La mia più grande paura era quella di prendere un aereo. Mi vedevo già, agitata, terrorizzata da un’esperienza che anche un bambino di tre anni farebbe con tanta paura. “Vedrai che sarà fighissimo!”, “Non te ne accorgerai nemmeno!”, insomma frasi così mi accompagnano da ormai 26 (quasi 27) anni in cui ho deciso categoricamente di NON volare. Ma il destino si sa, ha belle sorprese da regalarti e quatto quatto mi ha fatto decidere di partire alla volta di Londra, per realizzare un Erasmus post-laurea lavorando al Barbican art gallery. Procrastinavo assurdamente il pensiero di me in un angusto boing Ryanair (per pagare meno), e cercavo di convincermi delle frasi fasulle che continamente mi raccontavano parenti e amici.

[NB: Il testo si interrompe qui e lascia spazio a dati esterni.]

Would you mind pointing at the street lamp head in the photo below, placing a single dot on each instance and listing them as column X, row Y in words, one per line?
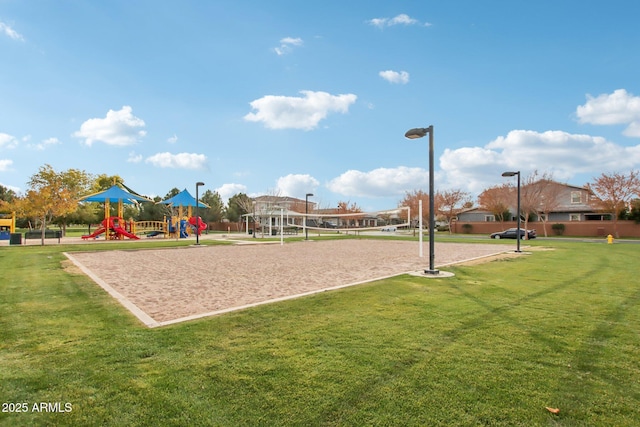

Il giorno fatidico, l’aereo è in netto ritardo e la mia tensione era andata a fare un rave proprio nel mio stomaco. Partivo con Andrea, una amica fidata che saggiamente mi dava altro a cui pensare. E’ il momento di salire e il cuore in gola pulsava all’impazzata. Non nego di essermi agitata in maniera impressionante, ma al momento del decollo, i vuoti d’aria erano per me come un infarto. L’aumento della velocità mi ha fatto andare in panico e solo ad alta quota la mia faccia si è leggermente rilassata. Il culmine è arrivato con l’atterraggio: io quelli di Ryanair se li vedo li ammazzo. Un tipo portoghese tentava di calmarmi mentre io stritolavo (letteralmente) la mano di Andrea che poverina ha visto il peggio di me.
Londra già mi fa schifo.
Prendendo un pullman express, che tanto express non era, arriviamo a London stanche e irrigidite. Presi gli enormi bagagli ci incamminiamo verso la stanza prenotata online su Airbnb e scopriamo, con nostro grande disgusto che gli inglesi usano la moquette ovunque. Un certo Artur, ragazzo timido e schivo ci lascia le chiavi e sistemiamo le nostre cose. Ci incamminiamo così alla ricerca di un alloggio per me: che fatica!
Londra è immensa e nonostante la apparente vicinanza su Google Maps, il resto è tutto una burla. Torniamo in stanz distrutte e con nessuna casa trovata. Crolliamo disperate alle 21:40.